Do you want to rock the boat?
Abstract art does many things but it is best at rocking the boat and causing us to see things in a new way. Rocking the boat is an important life skill, and one that highly sensitive people should embrace.
Currently, we are besieged by change. Given the endless activity of novelty and new “trends” you would think that we allow and accept rocking the boat. In reality, we are probably not that open and accepting. Mindless activity is not change. Mindless activity can stop change because it invites shallow activity and serious change requires a deeper commitment of time and attention. Mindless activity is activity for activities sake; it is not purposeful and well thought out.
Another way to limit change is by creating chaos in the form of constant emergencies. Evolutionary psychology points out that the easiest way to stop growth and development is to have a war – which is a form of aggressive chaos. Chaos is limiting because each moment is divorced from the next so that sustained activity becomes impossible. Under chaotic conditions, time and continuity are under siege; in war, people are, too.
The Serious Business Of Rocking The Boat
When you are serious about anything, you have to invest time and energy. Serious intention requires a lot of thinking, experimentation, testing of the waters, mistakes, and creativity. Serious intention means you have to slow down enough to make the necessary investment in what you are trying to accomplish.

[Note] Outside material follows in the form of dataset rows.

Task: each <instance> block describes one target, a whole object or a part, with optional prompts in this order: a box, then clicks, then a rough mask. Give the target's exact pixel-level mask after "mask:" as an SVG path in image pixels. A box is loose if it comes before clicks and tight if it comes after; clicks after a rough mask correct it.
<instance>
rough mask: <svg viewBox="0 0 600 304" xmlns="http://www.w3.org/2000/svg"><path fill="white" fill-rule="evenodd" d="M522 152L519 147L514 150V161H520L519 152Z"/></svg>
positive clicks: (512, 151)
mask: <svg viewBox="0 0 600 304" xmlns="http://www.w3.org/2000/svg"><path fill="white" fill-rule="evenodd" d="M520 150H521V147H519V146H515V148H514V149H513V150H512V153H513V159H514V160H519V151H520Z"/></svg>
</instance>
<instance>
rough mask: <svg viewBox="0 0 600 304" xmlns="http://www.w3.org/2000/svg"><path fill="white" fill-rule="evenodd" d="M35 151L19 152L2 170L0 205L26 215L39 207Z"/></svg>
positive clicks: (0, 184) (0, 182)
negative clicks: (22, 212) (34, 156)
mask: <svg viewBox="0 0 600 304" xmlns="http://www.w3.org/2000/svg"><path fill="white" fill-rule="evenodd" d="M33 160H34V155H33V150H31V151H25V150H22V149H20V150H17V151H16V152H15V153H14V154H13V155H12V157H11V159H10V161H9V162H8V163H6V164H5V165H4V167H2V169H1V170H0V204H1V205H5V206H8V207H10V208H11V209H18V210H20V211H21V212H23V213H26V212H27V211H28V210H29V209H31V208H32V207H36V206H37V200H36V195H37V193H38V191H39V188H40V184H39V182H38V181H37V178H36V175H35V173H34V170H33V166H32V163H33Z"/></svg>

Working fast reduces investments of time and energy which creates shallow results. One way to keep people from rocking the boat is to have them fixate on a lot of ever-changing novelty. It keeps people busy and creates illusions of change. The phrase, “The more things change, the more they say the same,” applies to these conditions.
Serious lasting change, then, requires a considerable amount of sustained effort. It has to be well thought out because that is the need for long-term commitment. Chaotic conditions keep people fixated on the short-term.
Rocking the boat is not the same thing as being challenging or provocative. It is relatively easy to be provocative but not easy to take a new idea from conception to reality. That is hard work!
When we deeply rock the boat we are changing ourselves and developing strength. In doing so we are changing relationships and power structures. Not everyone welcomes this.
Rocking The Boat May Mean A Fight
HSPs are natural although often inadvertent boat rockers. Being compassionate and empathetic are two reasons – they are culturally different values. Being creative and energy aware are others because these characteristics are not present in everyone. Our very natures, being different from non-HSPs, cause us to create conflict just by being ourselves. However, it takes more than creating conflict to rock the boat or tip it over – in other words, to create lasting change.
Seriously rocking the boat takes sustained work and focus, something that HSPs may not be good at because of our tendency to be overstimulated and therefore have our attention fragmented. Serious boat rocking also may mean a fight although I mean fight in the sense of constructive engagement. To create any lasting change the old and new engage in a struggle over the merits of their positions and contributions. The necessity for change, the comfort of the old and the dangers of complacency, the skills that we know and the ones we have yet to learn all are weighed as we decide how to move forward into something new.
It is only in the struggle that the merits can be known, and strengths and weaknesses of anything assessed.
HSPs are good at grappling with the merits but not with the fight. We may be good grapplers but we often do it in private because our grappling may not be welcome. We may also avoid fights because they often seem like a smoke screen or a distraction used to obscure the necessity of change or to hold us back. Fights often seem to be more like resistance to change so we may resist the fight.
HSPs Can Become Great Advocates For Change
Rocking the boat should not be thought of as a reckless activity. You could make the case that the best people to rock the boat and create change are empathetic HSPs. However, we also have to be willing to fight. Fighting does not have to be fighting against, which is often how we think of it. Fighting can be the activity of bringing our hearts to a conflict. It can be a form of open-hearted grappling with the factors involved in the need for change.
Bringing our hearts, sensitivity, creativity and seriousness to change gives HSPs the potential to be great agents of change. We need change and we need HSPs to embrace it and become part of leading it.